Birleşen davanın dava dilekçesinde özetle; müvekkili ile davalının … Asliye Hukuk Mahkemesi’nin bozmadan önceki esası … yeni esası … olan dosyasında davalı olduklarını, mezkur dava ile davacılar lehine maddi ve manevi tazminatlara hükmedildiğini, müvekkili ve davalı … Mad. İnş. Taah. Ve Nak. San. Ve Tic. Ltd. Şti. ve dava dışı … müştereken ve müteselsilen borçlu sayıldıklarını, Mahkemece hükmedilen maddi ve manevi tazminatların tahsili amacıyla davacı müvekkili ve davalı aleyhine … İcra Müdürlüğü’ nün … E. Sayılı dosyaları ile icra takibi başlatıldığını, davacı müvekkili tarafından dosya alacaklarının tamamı olan meblağ 28.12.2020 tarihinde ödendiğini belirterek, davalı tarafça … İcra Müdürlüğü’ nün .,… E. Sayılı dosyasına yapılan itirazın iptaline karar verilmesini, alacak likit olduğundan alacağın % 20 sinden aşağı olmamak üzere icra- inkar tazminatına hükmedilmesini, Yargılama giderleri ile ücreti vekaletin karşı tarafa yükletilmesine karar verilmesini talep ve dava etmiştir.
Birleşen davanın cevap dilekçesinde özetle; Açılan davayı kabul etmediklerini, açılan davanın itirazın iptali olduğunu, her ne kadar rücudan kaynaklı icra takibi yapıldığını, bu takipten sonra itiraz üzerine itirazın iptali davası açılmışsa da bu davanın haksız olduğunu, müvekkili ile davacının müştereken ve müteselsilen borcu ödemesinden bahsedilmişse de müvekkilinin herhangi bir kusurunun olup olmadığı ortaya çıkartılmadığını, Dava konusu olayın meydana geldiği maden ocağını müvekkillinin yıllar önce çukur açmadan düz bir şekilde bıraktığını, sadece şirketin bi hissedarı olarak kaldığını, tam su tutan arazinin hangi tarihte ne şekle geldiğinin açık bir şekilde kuşkuya yer vermeyecek bir şekilde ortaya çıkartılması ve ona göre kusur durumunun aydınlatılması gerektiğini, müvekkili … Madencilik Ltd.Şti.nin ruhsat alanı dışında, başka kişilere ait arazilerin içerisinde olduğundan bahsedildiğini, bu durumunda gayet açık net bir şekilde ortaya çıkartılması, bu çukuru açan kişinin tespiti ile ona göre o kişinin kusurlandırılması gerektiğinin belli olduğunu, Bunlar yapılmadan afaki olarak ve sadece Ceza dosyasındaki hususların aynen birebir alınarak kusur izafe edilmesi tarafların müştereken müteselsilen sorumluluğu söz konusu olduğunda açılan davada her bir tarafın kusurunun ayrıca belirlenmesi gerektiğini, müvekkilinin bu olayla ilgili hiçbir kusuru olmadığını, bu nedenle alacaklı tarafın icra takibinde belirttiği borcu kabul etmediklerini, davanın reddine dair karar verilmesini talep etmiştir.

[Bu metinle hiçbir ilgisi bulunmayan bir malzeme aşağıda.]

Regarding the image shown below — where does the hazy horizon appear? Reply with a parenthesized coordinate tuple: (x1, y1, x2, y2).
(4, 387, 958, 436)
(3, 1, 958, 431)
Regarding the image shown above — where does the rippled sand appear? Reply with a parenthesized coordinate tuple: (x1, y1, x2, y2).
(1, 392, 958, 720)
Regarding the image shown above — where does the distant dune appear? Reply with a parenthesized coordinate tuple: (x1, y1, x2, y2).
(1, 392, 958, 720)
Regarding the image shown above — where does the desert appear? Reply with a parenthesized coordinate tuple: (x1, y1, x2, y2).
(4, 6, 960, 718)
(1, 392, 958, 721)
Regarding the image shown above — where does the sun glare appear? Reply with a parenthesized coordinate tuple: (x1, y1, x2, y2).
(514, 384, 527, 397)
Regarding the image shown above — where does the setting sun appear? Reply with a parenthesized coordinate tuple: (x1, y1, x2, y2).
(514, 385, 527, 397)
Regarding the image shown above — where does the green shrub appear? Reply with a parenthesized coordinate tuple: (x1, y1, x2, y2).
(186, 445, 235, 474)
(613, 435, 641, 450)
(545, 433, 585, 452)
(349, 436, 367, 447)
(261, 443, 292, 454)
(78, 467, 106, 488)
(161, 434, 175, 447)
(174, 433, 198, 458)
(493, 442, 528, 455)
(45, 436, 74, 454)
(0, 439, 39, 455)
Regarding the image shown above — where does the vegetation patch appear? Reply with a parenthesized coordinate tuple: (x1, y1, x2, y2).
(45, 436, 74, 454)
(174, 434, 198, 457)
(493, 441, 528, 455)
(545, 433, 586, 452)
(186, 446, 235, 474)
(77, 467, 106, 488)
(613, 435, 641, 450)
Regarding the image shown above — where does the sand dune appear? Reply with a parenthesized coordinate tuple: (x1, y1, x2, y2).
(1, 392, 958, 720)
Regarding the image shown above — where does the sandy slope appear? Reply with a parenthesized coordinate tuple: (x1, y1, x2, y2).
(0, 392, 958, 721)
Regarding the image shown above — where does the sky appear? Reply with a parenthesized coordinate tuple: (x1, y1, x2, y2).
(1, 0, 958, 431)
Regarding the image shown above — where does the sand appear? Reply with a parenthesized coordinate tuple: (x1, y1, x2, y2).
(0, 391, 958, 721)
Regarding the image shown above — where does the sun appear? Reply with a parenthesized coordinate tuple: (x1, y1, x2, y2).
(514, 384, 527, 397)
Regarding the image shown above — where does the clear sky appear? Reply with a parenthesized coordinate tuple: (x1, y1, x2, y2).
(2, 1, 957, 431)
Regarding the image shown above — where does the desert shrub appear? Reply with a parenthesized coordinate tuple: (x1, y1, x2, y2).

Asıl ve birleşen davada 6102 sayılı TTK’nın 2. Kitabında yer alan şirketler hukukundan kaynaklanan bir ihtilaf söz konusu olup, davacı ve davalı …’ın, … Madencilik İnşaat Taah. Ve Nak. San. Tic. Ltd. Şti’nin önceki ortakları oldukları, davalı … Madencilik İnşaat Taah. Ve Nak. San. Tic. Ltd. Şti’nin ise birleşen davada davalı olduğu, tarafların şirket ortağı olması, şirkettin sorumluluğu sonrası ödenen tazminatın ortaklık sebebiyle rücu ilişkisi olması sebebiyle davanın mutlak ticari davalardan olmakla, 6102 sayılı TTK’nın 4/1-a maddesi uyarınca, TTK’da öngörülen hususlardan doğan hukuk davaları, ticari dava sayılacağından görevsizlik kararı verilerek dosyanın Asliye Ticaret Mahkemesine gönderilmesi hususunda görevsizlik kararı verilmiştir.
Dava, davalı … Madencilik İnşaat Taah. Ve Nak. San. Tic. Ltd. Şti’nin önceki ortağı davacı ile diğer şirket eski ortağı … ve şirket arasında, şirketin sorumluluk sahasındaki kuyuya düşen çocuklar için mahkeme kararı gereğince davacı tarafından ödenen maddi ve manevi tazminatın davalıların paylarına düşen kısmının rücusuna ilişkin olup aralarındaki hukuki ilişki haksız fiilden doğmuştur. Davacı, davalı şirketin eski ortağı olmakla birlikte iş bu davanın konusu aralarındaki ortaklık haklarından kaynaklanmamaktadır.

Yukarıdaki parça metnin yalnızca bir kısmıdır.